Chinese Finance Minister Lou Jiwei said his country will continue with its intervention in the yuan given the weakness of the economy and abnormal capital inflows.
"The US side has constantly raised the issue about whether intervention is still needed in our foreign exchange policy," Lou said at a press briefing on the China-US Strategic and Economic Dialogue (S&ED).
"But for us, under the current situation, when the economy hasn't recovered fully and when cross-border capital flows are not completely normal, we'll continue."
The US has been demanding that China liberalise its currency policy and end its intervention in the currency market. Earlier in March, China widened its daily currency trading limits, as it signalled a gradual withdrawal from its regular intervention.
The latest comments by the Finance Minister hint that the country would not stop its intervention all of a sudden.
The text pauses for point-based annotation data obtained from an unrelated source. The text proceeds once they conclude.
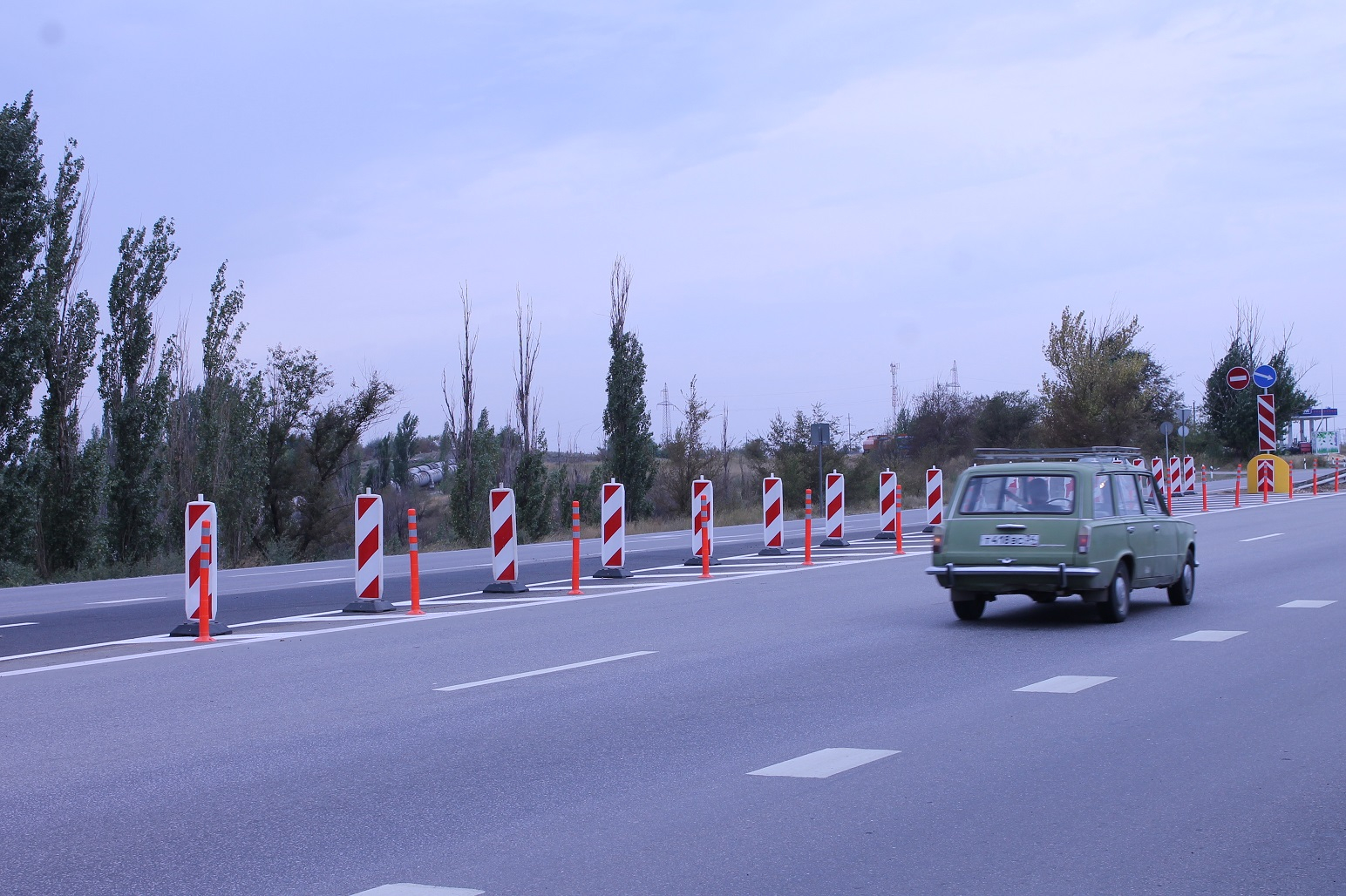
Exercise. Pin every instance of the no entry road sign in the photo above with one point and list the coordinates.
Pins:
(1264, 377)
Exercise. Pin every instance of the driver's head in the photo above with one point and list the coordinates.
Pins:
(1037, 492)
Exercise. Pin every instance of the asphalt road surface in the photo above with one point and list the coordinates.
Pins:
(776, 730)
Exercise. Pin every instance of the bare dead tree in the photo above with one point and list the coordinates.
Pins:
(460, 408)
(621, 292)
(528, 406)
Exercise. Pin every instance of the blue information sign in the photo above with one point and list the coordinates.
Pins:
(1264, 377)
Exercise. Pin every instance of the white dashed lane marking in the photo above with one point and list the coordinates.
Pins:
(544, 672)
(1212, 635)
(418, 890)
(1066, 683)
(824, 763)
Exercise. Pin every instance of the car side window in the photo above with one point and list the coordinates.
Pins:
(1150, 498)
(1104, 506)
(1128, 499)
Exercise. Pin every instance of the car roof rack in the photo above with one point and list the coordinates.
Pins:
(1098, 453)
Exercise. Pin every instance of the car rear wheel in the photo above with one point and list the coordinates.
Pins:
(1179, 592)
(968, 606)
(1118, 603)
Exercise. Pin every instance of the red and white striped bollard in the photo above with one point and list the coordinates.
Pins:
(613, 521)
(369, 556)
(504, 545)
(835, 512)
(935, 497)
(887, 506)
(773, 519)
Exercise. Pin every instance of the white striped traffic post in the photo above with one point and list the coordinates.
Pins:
(369, 556)
(504, 545)
(935, 497)
(1267, 424)
(613, 519)
(197, 514)
(835, 509)
(702, 489)
(773, 519)
(887, 506)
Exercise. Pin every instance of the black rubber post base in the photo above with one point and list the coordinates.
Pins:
(192, 628)
(365, 606)
(505, 588)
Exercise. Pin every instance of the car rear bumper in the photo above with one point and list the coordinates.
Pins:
(1014, 577)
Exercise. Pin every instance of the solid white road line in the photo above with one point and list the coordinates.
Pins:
(1212, 635)
(418, 890)
(824, 763)
(544, 672)
(1066, 683)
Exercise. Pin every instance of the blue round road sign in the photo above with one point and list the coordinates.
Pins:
(1264, 377)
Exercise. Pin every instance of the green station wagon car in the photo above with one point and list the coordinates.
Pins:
(1049, 524)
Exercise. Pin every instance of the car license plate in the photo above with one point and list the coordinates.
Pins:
(1010, 541)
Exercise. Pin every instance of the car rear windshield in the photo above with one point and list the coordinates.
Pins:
(1019, 495)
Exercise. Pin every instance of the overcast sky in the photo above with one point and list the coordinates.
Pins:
(910, 182)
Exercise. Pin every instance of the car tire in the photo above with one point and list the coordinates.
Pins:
(968, 606)
(1118, 603)
(1180, 592)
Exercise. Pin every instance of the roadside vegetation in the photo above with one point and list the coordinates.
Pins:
(283, 450)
He noted that China has entered a stage of medium-to-high economic growth following years of high growth.
"Therefore the global economic recovery depends on the situation in the United States," Lou said.
He added that the Federal Reserve's orderly exit from its massive bond buyback scheme would cause fluctuations in developing markets including China. The so-called quantitative easing in the US is expected to come to an end later in 2013 in line with the stabilisation of the US economy along with improvements in its job market.
Due to the tapering, China has faced challenges in managing hot money inflows, according to Lou.
Indicating that China is flexible with its growth expectations, Lou said that the country's growth target of about 7.5% "isn't a floor". He added that the country has undertaken steps including faster infrastructure spending and tax cuts to boost economic growth.